Paid Sick Days – What’s the Magic Number?
Tuesday December 23rd, 2014
Estimated time to read: 1 minute
The US DOL found that employees with at least one year experience receive an average of eight paid sick days per year. That number jumps to eleven days for employees with over 25 years of service. While providing paid sick days for employees might seem costly to employers, not having sick leave available can also be quite expensive.
What it costs
The Center for Disease Control (CDC) has found that the typical flu season costs businesses about $10.4 billion in direct costs for hospitalizations and outpatient care. When combined with the loss of productivity and sales, you can see how it can quickly become expensive.
One of the major benefits of offering paid sick leave is that when an employee who is ill does not come into work, the possibility of the illness spreading to other employees diminishes. Overall, this can decrease the total number of sick days used by all employees since they are less likely to become ill.
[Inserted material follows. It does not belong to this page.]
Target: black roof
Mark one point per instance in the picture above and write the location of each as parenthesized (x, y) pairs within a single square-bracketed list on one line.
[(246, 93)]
Since it is inevitable that employees will become sick at some point, some employers have decided to offer paid sick leave. Others have opted to have a set amount of paid time off (PTO) to be used however the employee chooses - vacation, staycation, sick leave, etc.
While a majority of employers are not required to provide sick leave, San Francisco, Milwaukee, Washington, DC, Seattle and the state of Connecticut require private companies to offer paid sick leave. Employers considering whether to offer paid sick leave should carefully evaluate the size of their company, the type of jobs their employees have and the tone they would like to set with their employees. Keep in mind that employers who are subject to the Family and Medical Leave Act (FMLA) are also required to give up to 12 weeks of unpaid leave for certain medical situations.